Penelitian ini bertujuan untuk mengkaji potensi biochar (bahan tempurung kelapa dan kotoran sapi) sebagai bahan amendemen untuk memperbaiki kesuburan tanah, efisiensi nitrogen dan penggunaan air tanaman jagung (Zea mays) di lahan kering Lombok Utara. Percobaan lapangan telah dilakukan di stasiun penelitian lahan kering UNRAM di Kecamatan Bayan, Lombok Utara (08o25‟LU, 116o23‟BT), 20.5 meter dari permukaan laut. Klasifikasi tipe tanah termasuk Ustipssamment (Soil Survey Staff, 1998), dengan bahan induk abu vulkan berbatu apung yang berasal dari hasil erupsi G. Rinjani. Curah hujan tahun 2010 di daerah penelitian sebesar 1234,2 mm, tersebar antara bulan Desember/Januari sampai April/Mei, suhu dan kelembaban relatif udara masing-masing 31o C dan 84%. Tanah lapisan atas bertekstur lempung berpasir (sandy loam) dengan kandungan pasir ≥ 55%, pH 5.97 dan C-organik tanah 0.89%, 0.13% N, 23.60 mg kg–1 extractable P dan 0.57 cmol kg–1 exch. K.
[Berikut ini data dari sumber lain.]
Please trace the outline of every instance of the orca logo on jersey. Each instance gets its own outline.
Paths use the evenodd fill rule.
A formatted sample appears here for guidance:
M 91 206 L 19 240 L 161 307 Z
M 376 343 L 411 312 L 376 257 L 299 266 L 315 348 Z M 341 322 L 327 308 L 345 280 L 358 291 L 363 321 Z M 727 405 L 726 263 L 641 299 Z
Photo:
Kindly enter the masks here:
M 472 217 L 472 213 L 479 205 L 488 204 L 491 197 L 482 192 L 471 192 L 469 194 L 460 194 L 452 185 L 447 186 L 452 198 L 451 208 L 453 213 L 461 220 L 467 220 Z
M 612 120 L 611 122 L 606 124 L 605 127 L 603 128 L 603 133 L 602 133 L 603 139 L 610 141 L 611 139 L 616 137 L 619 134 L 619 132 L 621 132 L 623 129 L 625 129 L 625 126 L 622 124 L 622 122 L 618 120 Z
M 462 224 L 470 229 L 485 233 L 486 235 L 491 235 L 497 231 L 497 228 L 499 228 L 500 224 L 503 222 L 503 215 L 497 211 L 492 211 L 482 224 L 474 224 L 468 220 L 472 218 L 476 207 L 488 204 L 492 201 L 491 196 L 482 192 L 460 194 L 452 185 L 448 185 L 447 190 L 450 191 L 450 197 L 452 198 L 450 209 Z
Biochar diproduksi dari bahan baku limbah kotoran sapi dan tempurung kelapa. Biochar tempurung kelapa dibuat dengan pembakaran dalam lubang tanah berukuran panjang 1,5 m, lebar dan dalam 1,0 m. Biochar kotoran sapi dibuat dengan memanaskan kotoran sapi (kadar air 15%) dalam drum berukuran diameter 56 cm dan tinggi 42 cm, dipanaskan pada tungku kontruksi batu bata berukuran panjang 120 cm, lebar 70 cm dan tinggi 40 cm. Hasil biochar diayak untuk mendapatkan ukuran partikel 1,0 mm.
Percobaan dilakukan dalam tiga musim tanam jagung secara beruntun yakni jagung-1 (MT1) berlangsung musim hujan 2010/2011 (November 2010 - Maretl 2011), jagung- 2 (MT-2) dan jagung-3 (MT3) berlangsung musim kemarau dengan rentang
waktu masing-masing Maret – Juli 2011 dan Juli - Oktober 2011. Bahan pembenah organik yang diuji pada percobaan ini ialah biochar tempurung kelapa (BTK), biochar kotoran sapi (BKS) dan pupuk kandang (PK) dan tanpa pembenah tanah sebagai kontrol (K). Pada MT-1 perlakuan meliputi: BTK, BKS, PK dan kontrol, sedangkan pada pertanaman jagung berikutnya (MT-2 dan MT-3), perlakuan PK terdiri dari pukan aplikasi hanya sekali pada MT1 (PkA) dan pukan diaplikasi setiap musim tanam (PkB). Percobaan dirancang menurut Rancangan Acak Kelompok dengan empat ulangan pada petak berukuran 3.5 m x 4.0 m. Bahan pembenah organik dicampurkan secara merata dengan tanah pada kedalaman 10 cm, diinkubasikan selama 7 hari pada kondisi lengas tanah 80% kapasitas lapang. Benih jagung (var. BC-2) ditanam seminggu setelah inkubasi dengan jarak tanam 20 x 70 cm (100 tanaman per petak).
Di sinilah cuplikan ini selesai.